The downshifting isn’t there to slow the car down — the only thing the engine needs to do is compensate for losses. The downshifting is because the car will slow down, and you don’t want it to stall as the result of being in the wrong gear. An ideal car (of which a Toyota does not qualify) could simply coast after entering the loop. It’s entirely possible to enter the loop at a slower speed, but have the engine make up the additional energy needed while in the loop, but that would not have been the safe move from the he-doesn’t-so-much-loop-as-plummet angle .

And, from a physics point of view, he could have gone faster. 16 mph gets you about 1g of downward acceleration, i.e. you are basically in freefall under that scenario. The numbers don’t quite jibe — even when I use the smaller radius from above, the acceleration is a little lower than 1g. So undoubtedly some rounding went into the story already. Going faster would just mean that the track was exerting some force on him while at the top.

As far as the danger of blacking out, that’s why he wanted to be going near the minimum speed at the top, because near the bottom is where he would pull the most g’s — about 5 of them, at that speed, assuming the track is circular and not flattened to reduce the force.

Rotating Out of the Imaginary Plane

Commentary: Let’s get real about alternative energy

Lots of good stuff, including some tips that quantify some suggestions for efficiency,

Take, for example, the idea that one of the top 10 things you should do to make a difference to your energy consumption is to unplug your cell-phone charger when you are not using it. The truth is that leaving a phone charger plugged in uses about 0.01 kWh per day, 1/100th of the power consumed by a lightbulb.

This means that switching the phone charger off for a whole day saves the same energy as is used in driving an average car for one second. Switching off phone chargers is like bailing the Titanic with a teaspoon. I’m not saying you shouldn’t unplug it, but please realize, when you do so, what a tiny fraction it is of your total energy footprint.

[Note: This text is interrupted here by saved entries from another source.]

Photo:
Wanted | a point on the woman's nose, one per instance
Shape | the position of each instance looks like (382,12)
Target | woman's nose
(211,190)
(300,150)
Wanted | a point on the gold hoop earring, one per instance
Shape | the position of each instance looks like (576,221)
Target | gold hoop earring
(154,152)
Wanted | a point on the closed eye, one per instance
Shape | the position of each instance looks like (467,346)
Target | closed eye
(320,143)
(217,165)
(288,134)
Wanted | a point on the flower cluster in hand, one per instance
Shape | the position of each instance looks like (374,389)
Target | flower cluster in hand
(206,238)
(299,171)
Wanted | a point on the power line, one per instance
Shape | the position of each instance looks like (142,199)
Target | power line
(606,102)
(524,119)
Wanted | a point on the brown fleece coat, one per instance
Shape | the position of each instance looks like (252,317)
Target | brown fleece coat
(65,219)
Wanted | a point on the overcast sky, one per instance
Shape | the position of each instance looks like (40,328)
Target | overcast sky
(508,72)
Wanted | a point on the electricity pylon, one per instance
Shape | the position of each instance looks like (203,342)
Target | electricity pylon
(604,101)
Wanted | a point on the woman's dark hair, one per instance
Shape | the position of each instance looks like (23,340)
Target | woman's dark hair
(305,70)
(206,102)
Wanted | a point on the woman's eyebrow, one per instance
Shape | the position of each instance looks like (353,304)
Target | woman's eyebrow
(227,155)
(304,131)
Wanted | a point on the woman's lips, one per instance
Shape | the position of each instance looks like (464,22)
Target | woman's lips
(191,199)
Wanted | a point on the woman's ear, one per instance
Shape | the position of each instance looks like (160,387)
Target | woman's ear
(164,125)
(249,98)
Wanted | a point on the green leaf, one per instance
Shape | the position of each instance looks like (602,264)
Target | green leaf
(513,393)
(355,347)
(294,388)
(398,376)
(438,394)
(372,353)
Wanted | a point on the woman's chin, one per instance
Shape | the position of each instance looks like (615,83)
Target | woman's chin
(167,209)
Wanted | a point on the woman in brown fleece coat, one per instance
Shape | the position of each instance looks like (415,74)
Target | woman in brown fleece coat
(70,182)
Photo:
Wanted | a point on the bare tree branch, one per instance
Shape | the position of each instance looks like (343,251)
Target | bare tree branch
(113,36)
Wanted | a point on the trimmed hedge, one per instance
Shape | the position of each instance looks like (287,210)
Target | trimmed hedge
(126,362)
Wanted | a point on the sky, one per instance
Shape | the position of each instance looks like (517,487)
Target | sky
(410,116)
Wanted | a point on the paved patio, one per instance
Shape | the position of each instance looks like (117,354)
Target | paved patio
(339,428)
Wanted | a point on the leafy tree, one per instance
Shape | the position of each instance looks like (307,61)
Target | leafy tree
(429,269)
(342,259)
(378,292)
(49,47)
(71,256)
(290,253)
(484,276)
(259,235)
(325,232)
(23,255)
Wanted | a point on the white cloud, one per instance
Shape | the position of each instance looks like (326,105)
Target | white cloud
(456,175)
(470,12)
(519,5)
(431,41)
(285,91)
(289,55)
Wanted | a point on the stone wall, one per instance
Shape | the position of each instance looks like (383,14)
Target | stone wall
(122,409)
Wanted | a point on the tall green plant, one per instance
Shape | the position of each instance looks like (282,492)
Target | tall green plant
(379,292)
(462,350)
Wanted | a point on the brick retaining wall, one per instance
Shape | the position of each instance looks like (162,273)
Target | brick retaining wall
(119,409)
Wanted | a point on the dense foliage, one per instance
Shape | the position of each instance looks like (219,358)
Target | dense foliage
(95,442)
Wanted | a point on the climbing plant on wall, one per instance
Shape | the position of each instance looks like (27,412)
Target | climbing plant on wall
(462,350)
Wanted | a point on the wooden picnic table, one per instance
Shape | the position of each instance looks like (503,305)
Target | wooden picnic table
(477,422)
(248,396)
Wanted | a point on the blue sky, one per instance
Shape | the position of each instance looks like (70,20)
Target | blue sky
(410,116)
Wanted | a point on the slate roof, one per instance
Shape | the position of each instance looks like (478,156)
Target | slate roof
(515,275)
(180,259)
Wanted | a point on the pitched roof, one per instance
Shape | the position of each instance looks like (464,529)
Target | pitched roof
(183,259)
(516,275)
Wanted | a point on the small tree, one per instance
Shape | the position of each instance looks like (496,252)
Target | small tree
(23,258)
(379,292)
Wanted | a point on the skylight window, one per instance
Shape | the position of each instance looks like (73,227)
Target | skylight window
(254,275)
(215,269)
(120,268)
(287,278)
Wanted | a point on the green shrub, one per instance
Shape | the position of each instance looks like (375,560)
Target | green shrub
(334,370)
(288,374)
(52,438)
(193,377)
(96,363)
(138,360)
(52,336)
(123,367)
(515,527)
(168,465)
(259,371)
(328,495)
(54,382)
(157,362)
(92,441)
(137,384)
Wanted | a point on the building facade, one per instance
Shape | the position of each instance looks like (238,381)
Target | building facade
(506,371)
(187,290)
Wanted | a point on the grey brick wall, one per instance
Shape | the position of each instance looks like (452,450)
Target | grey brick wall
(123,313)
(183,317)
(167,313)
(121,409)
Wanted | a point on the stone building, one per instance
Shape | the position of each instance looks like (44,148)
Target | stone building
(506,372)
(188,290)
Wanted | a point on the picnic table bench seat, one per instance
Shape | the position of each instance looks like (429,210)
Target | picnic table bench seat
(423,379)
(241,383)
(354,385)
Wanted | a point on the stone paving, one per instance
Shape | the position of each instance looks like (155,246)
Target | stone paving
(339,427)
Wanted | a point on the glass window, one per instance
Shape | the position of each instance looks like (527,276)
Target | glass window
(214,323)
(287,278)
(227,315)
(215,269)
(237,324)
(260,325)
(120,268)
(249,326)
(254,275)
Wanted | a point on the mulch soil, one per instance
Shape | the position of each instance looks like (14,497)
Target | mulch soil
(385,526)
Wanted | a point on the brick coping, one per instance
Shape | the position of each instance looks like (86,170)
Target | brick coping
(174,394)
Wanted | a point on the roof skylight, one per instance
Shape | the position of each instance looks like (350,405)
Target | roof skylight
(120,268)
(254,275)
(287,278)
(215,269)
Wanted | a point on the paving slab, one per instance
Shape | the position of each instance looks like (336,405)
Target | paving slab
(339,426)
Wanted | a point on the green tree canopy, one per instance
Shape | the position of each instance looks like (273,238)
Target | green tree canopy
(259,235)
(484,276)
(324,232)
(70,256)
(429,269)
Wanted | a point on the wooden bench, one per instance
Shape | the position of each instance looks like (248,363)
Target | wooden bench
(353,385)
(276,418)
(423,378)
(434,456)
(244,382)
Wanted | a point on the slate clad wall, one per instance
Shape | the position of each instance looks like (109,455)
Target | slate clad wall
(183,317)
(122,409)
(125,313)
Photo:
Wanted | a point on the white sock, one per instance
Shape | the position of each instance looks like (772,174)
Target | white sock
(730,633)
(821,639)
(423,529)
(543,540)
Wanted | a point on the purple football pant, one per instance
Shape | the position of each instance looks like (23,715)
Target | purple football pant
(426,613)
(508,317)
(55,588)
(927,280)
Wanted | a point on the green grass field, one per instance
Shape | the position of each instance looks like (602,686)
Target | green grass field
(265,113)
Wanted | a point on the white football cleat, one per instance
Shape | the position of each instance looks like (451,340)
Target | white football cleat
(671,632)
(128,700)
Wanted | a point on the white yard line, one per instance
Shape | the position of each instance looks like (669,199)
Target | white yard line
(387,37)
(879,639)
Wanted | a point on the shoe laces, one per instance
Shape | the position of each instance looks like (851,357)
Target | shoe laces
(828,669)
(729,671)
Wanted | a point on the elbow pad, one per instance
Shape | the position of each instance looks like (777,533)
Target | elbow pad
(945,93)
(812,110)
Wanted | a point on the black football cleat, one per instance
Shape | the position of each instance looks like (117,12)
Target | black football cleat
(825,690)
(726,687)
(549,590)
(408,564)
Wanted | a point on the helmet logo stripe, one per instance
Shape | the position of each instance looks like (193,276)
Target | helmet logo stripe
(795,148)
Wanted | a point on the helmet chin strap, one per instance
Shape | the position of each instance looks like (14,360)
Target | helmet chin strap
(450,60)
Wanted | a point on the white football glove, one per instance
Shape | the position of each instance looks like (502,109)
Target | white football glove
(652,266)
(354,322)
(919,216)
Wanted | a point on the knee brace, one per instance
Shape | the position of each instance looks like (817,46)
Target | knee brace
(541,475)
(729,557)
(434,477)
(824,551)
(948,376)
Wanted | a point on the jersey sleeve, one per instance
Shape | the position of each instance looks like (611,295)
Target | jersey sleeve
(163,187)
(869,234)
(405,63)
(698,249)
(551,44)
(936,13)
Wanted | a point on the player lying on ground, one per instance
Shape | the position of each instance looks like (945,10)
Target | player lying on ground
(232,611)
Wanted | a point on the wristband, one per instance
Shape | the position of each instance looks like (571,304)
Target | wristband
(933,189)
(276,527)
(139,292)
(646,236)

as well as putting the alternative power generation options into perspective. Fossil fuels are used because they have a high energy density and they are transportable. Alternatives will have shortcomings.

There’s also a comment about hydrogen — one must realize that hydrogen is a storage medium, not a source. i.e. you have to make hydrogen, so hydrogen = battery

Before I close, I would like to say a few words about the idea that “the hydrogen economy” can magically solve our energy problems. The truth is that, in energy terms, today’s hydrogen-powered vehicles don’t help at all. Most prototype hydrogen-powered vehicles use more energy than the fossil-fuel vehicles they replace. The BMW Hydrogen 7, for example, uses 254 kWh per 100 km, but the average fossil car in Europe uses 80 kWh per 100 km.